Testing Asteroseismic Scalings for Red Giants with Eclipsing Binaries Observed by Kepler
Jean McKeever (New Mexico State University), Patrick Gaulme, Jason Jackiewicz, Meredith Rawls

Given the potential of ensemble asteroseismology for understanding fundamental properties of large numbers of stars, it is critical to determine the accuracy of the scaling relations on which these measurements are based (e.g. Stello et al. 2009, White et al. 2011, Miglio et al. 2013, Huber et al. 2011, Huber et al. 2012, Silva-Aguirre et al. 2012). From several powerful validation techniques, all indications so far show that stellar radius estimates from the asteroseismic scaling relations are accurate within a few percent. Eclipsing binary systems hosting at least one star with detectable solar-like oscillations constitute the most ideal test objects for validating asteroseismic radius and mass inferences. By combining radial-velocity measurements and photometric time series of eclipses, it is possible to determine the masses and radii of each component of a double-lined spectroscopic binary. So far, all published stars known to both display solar-like oscillations and belong to an eclipsing binary are red giants, all having been detected by the Kepler mission (Hekker et al. 2010, Frandsen et al. 2013, Gaulme et al. 2013, 2014, 2016 (submitted), Beck et al. 2014, 2015, Brogaard et al. 2016). Here we report the results of a four-year radial-velocity survey performed with the echelle spectrometer of the Astrophysical Research Consortium's 3.5-m telescope at Apache Point Observatory. We compare the masses and radii of 10 red giants, obtained by combining radial velocities and eclipse photometry with the estimates from asteroseismic scalings.
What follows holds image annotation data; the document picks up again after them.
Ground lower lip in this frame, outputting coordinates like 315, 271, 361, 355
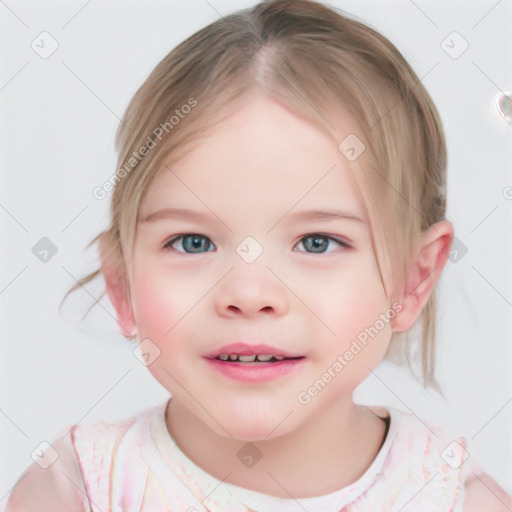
206, 358, 305, 382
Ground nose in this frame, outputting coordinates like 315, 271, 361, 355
215, 261, 290, 318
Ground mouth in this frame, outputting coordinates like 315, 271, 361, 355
206, 343, 304, 364
205, 343, 306, 383
211, 354, 304, 365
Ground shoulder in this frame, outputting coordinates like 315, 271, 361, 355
5, 434, 90, 512
5, 405, 162, 512
463, 473, 512, 512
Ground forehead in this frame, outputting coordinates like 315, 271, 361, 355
141, 93, 364, 222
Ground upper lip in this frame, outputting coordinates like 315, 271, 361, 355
206, 343, 304, 359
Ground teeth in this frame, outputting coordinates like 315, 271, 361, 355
256, 354, 272, 361
238, 356, 256, 363
218, 354, 284, 363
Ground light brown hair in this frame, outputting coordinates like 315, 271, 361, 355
68, 0, 446, 384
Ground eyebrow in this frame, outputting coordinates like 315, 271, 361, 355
139, 208, 365, 224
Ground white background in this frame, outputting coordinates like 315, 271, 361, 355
0, 0, 512, 507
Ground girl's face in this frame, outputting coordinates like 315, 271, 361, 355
130, 95, 393, 440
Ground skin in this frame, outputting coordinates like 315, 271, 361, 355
105, 94, 453, 498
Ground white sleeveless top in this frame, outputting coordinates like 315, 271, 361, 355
7, 401, 481, 512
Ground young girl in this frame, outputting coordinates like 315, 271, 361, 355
7, 0, 512, 512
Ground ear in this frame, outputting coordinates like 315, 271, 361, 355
391, 220, 454, 332
99, 237, 136, 338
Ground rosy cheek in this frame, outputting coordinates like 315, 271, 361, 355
132, 275, 174, 342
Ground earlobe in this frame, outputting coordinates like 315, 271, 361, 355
100, 239, 136, 337
391, 220, 454, 332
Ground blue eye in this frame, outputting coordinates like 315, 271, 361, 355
162, 233, 350, 254
163, 234, 213, 254
299, 233, 350, 254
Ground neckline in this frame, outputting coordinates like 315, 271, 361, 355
146, 397, 399, 512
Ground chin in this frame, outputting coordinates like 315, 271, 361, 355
208, 408, 291, 442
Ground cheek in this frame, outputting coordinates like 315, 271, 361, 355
312, 258, 390, 346
132, 273, 177, 341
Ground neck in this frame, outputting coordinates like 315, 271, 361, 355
166, 399, 385, 498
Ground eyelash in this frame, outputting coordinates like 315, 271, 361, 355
162, 233, 351, 254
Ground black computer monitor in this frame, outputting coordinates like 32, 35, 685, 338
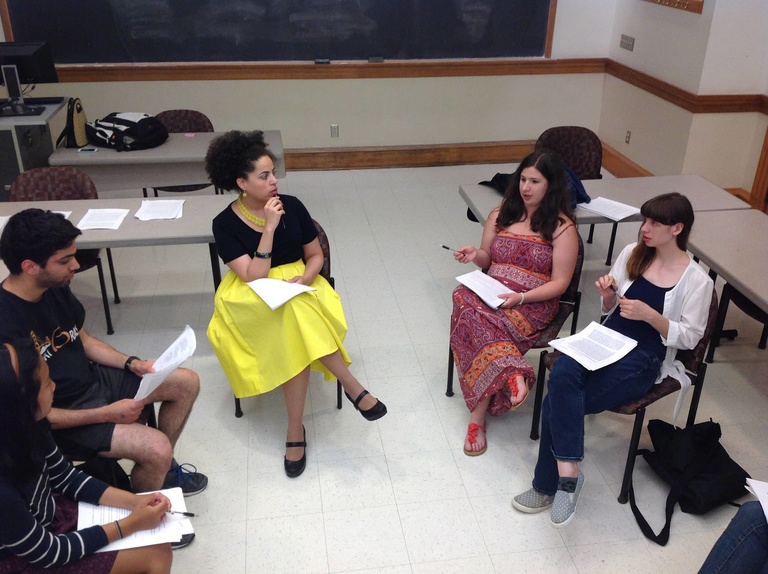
0, 42, 59, 116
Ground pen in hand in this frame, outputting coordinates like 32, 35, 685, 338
168, 510, 195, 517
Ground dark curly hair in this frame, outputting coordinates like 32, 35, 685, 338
496, 149, 576, 241
0, 207, 82, 275
0, 337, 48, 484
205, 130, 275, 191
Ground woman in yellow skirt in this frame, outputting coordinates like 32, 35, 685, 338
205, 131, 387, 478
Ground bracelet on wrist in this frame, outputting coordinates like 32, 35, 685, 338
123, 355, 141, 373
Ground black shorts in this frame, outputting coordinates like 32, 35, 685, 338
53, 365, 141, 457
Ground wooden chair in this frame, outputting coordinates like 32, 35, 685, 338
531, 290, 717, 504
144, 109, 220, 197
235, 219, 342, 418
9, 166, 120, 335
445, 234, 584, 397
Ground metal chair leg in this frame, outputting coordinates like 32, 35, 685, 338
107, 247, 120, 304
96, 257, 115, 335
618, 409, 645, 504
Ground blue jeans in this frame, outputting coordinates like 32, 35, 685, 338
699, 500, 768, 574
533, 347, 661, 494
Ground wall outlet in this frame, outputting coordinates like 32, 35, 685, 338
619, 34, 635, 52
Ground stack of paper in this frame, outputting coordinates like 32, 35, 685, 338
135, 199, 184, 221
549, 321, 637, 371
456, 269, 514, 309
77, 488, 194, 552
248, 277, 316, 311
579, 197, 640, 221
77, 209, 128, 230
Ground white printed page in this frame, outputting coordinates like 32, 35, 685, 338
77, 209, 129, 230
248, 277, 316, 311
550, 321, 637, 371
134, 199, 184, 221
133, 325, 197, 401
77, 488, 193, 552
456, 269, 514, 309
579, 197, 640, 221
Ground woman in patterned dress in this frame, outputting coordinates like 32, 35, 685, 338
451, 150, 578, 456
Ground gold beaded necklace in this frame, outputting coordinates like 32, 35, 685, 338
237, 195, 267, 227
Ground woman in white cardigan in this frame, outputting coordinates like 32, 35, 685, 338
512, 193, 713, 527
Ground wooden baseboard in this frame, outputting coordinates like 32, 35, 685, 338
285, 140, 536, 171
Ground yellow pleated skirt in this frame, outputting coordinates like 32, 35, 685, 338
207, 260, 352, 398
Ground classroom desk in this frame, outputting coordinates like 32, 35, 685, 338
459, 175, 750, 265
48, 130, 285, 191
0, 196, 236, 289
688, 209, 768, 363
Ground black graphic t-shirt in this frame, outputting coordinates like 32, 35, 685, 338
0, 285, 92, 408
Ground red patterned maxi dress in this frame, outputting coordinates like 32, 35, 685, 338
451, 230, 570, 416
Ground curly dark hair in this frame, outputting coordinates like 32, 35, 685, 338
205, 130, 275, 191
496, 149, 576, 241
0, 207, 82, 275
0, 337, 47, 484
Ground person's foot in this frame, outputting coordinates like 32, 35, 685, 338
464, 422, 488, 456
512, 488, 555, 514
163, 458, 208, 496
171, 532, 195, 550
283, 425, 307, 478
509, 375, 528, 410
550, 472, 584, 528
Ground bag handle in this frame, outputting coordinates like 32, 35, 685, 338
629, 445, 714, 546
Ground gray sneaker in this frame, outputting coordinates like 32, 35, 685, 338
512, 488, 555, 514
550, 471, 584, 528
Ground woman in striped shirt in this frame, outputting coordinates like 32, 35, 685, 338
0, 339, 172, 574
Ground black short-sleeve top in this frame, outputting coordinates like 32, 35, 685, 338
213, 195, 317, 267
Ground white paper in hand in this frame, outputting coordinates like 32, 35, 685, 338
133, 325, 197, 401
456, 269, 514, 309
248, 277, 317, 311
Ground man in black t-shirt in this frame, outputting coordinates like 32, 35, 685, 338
0, 209, 208, 496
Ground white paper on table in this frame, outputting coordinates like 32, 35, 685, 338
133, 325, 197, 401
134, 199, 184, 221
579, 197, 640, 221
549, 321, 637, 371
456, 269, 514, 309
77, 487, 194, 552
248, 277, 317, 311
747, 478, 768, 521
77, 209, 129, 230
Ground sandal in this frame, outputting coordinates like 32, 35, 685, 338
509, 375, 531, 411
464, 423, 488, 456
344, 390, 387, 421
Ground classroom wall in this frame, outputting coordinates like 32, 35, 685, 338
598, 0, 768, 190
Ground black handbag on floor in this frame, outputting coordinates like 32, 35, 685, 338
629, 419, 749, 546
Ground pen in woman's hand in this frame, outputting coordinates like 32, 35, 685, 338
167, 510, 195, 517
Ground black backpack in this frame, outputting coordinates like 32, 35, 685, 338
85, 112, 168, 151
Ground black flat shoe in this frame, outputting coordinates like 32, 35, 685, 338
344, 390, 387, 421
283, 425, 307, 478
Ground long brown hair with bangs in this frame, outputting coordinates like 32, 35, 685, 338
627, 192, 693, 281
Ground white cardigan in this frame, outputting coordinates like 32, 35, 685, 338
600, 243, 714, 419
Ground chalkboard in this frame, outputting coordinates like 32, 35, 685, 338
0, 0, 550, 64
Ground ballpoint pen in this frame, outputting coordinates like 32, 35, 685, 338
168, 510, 195, 517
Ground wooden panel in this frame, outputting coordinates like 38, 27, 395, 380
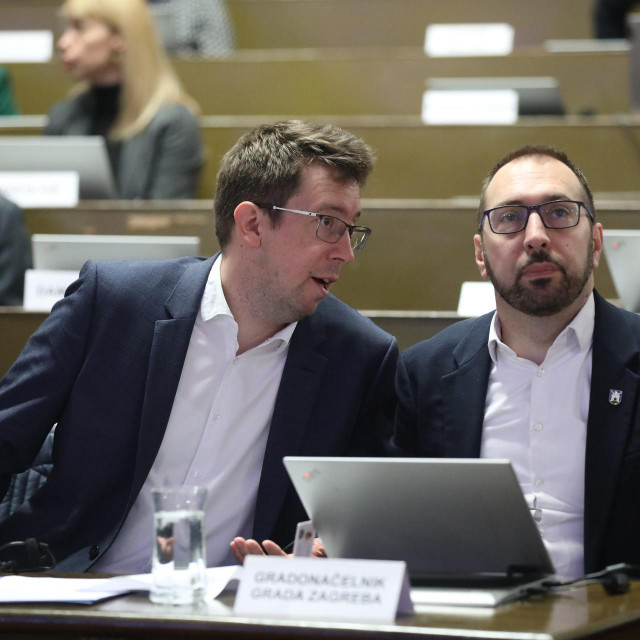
0, 0, 592, 49
192, 116, 640, 198
7, 48, 630, 116
228, 0, 592, 49
20, 198, 640, 311
0, 116, 640, 199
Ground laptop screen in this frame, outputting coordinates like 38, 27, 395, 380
284, 457, 554, 580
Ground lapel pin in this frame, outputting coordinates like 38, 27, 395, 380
609, 389, 622, 407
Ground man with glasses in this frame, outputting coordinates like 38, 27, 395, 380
0, 121, 397, 573
392, 145, 640, 576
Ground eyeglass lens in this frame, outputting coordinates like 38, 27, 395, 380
316, 216, 367, 250
489, 200, 580, 233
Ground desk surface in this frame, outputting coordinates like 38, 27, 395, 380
0, 582, 640, 640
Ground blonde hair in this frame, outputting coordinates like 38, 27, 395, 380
62, 0, 199, 140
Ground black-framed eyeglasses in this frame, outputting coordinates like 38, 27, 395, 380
255, 202, 371, 251
478, 200, 593, 233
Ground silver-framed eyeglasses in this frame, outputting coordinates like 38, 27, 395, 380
478, 200, 593, 233
255, 202, 371, 251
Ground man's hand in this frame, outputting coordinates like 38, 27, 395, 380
231, 537, 327, 564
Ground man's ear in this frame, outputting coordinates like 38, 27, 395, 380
233, 201, 265, 248
473, 233, 489, 280
591, 222, 603, 269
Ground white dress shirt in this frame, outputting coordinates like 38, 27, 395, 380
480, 294, 595, 577
91, 258, 297, 573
We find that asteroseismic scalings overestimate red-giant radii by about 5% on average and masses by about 15% for stars at various stages of red-giant evolution. While these results are very encouraging in some specific cases, systematic overestimation of mass leads to underestimation of stellar age, which can have important implications for ensemble asteroseismology used for galactic studies.